Statistics is the study of analyzing data and making inferences about a population. That sounds intimidating, but here's the thing to remember—statistics is just another type of mathematics. And we know all about math. There are rules to math; if you use the right equation at the right time, then you'll get the right answer.
Here's a sneak peek at what we'll cover in this year:
We'll chat about all the different types of data out there, along with the best ways to display them. You don't graph categorical data with a histogram for the same reasons you don't eat Thanksgiving dinner with a spatula.
People won't stay awake to hear your conclusions if you insist on reading off all 500 data points you collected. We'll discuss how we can summarize our data using just a handful of numbers.
Sometimes our data are unruly, so we can use a transformation to get them to settle down.
Data don't appear out of thin air. Somebody has to go collect them. Once you've identified the population and parameters you're interested in, it's time to conduct a survey, experiment, or observational study to nab a sample.

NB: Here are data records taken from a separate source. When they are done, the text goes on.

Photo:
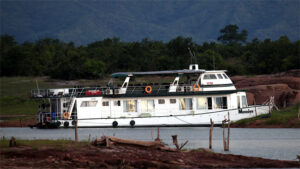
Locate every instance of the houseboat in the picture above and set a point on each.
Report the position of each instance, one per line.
(191, 98)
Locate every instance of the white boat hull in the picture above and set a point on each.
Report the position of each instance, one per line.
(202, 119)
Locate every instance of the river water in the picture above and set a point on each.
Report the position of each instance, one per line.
(283, 144)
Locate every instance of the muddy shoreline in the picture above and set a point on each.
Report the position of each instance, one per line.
(125, 156)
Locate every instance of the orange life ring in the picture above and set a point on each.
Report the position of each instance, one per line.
(66, 115)
(48, 118)
(196, 87)
(148, 89)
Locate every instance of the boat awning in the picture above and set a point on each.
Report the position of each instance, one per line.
(166, 72)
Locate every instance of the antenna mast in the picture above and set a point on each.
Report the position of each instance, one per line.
(193, 56)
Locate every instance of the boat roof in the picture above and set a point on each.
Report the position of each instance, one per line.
(165, 72)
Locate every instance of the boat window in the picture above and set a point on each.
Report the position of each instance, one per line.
(221, 102)
(129, 106)
(55, 105)
(244, 101)
(147, 105)
(201, 103)
(220, 76)
(172, 101)
(88, 103)
(186, 104)
(226, 77)
(209, 103)
(117, 103)
(206, 77)
(161, 101)
(105, 103)
(210, 76)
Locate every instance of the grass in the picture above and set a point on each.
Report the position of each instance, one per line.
(4, 143)
(287, 117)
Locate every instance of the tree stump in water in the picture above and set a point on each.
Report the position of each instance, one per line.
(12, 142)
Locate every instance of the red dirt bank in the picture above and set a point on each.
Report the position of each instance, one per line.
(128, 157)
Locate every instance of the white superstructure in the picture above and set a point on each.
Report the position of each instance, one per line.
(193, 98)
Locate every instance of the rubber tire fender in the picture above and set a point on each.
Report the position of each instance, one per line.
(115, 124)
(132, 123)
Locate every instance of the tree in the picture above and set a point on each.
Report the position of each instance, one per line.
(230, 35)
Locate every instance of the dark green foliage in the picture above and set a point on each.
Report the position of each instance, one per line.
(230, 35)
(51, 57)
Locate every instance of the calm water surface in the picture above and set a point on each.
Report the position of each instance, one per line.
(281, 144)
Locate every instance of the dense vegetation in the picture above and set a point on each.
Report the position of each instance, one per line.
(287, 117)
(52, 57)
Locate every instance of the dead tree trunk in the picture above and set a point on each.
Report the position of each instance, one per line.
(226, 143)
(255, 107)
(76, 134)
(210, 133)
(158, 135)
(228, 132)
(12, 142)
(174, 137)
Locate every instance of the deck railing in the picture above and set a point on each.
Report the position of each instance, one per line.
(93, 91)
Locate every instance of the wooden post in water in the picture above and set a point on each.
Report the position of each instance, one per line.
(157, 138)
(76, 134)
(210, 133)
(21, 123)
(270, 114)
(255, 107)
(228, 132)
(224, 141)
(174, 137)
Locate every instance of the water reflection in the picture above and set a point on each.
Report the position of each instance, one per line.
(281, 144)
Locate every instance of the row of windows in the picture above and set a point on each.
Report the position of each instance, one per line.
(214, 76)
(184, 103)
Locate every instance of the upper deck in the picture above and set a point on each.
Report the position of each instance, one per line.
(197, 81)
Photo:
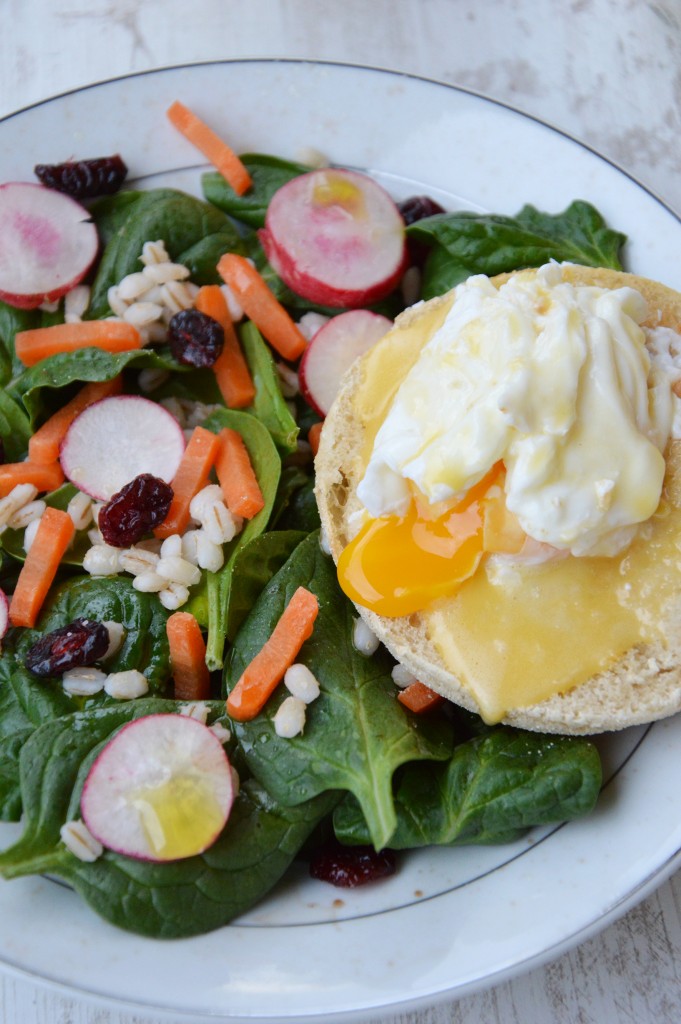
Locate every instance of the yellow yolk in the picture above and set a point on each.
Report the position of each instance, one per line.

Since statistics is about making inferences, we'll need some way to talk about how likely we think different events are. So, we'll wrap up the semester by boning up on probability. Plus, we'll run some simulations, which are a super-handy tool in our stats toolkit.
Of course, it would be hard to learn statistics' rules without a caravan of readings, guided questions, problem sets, and activities, so we've got all that covered, too.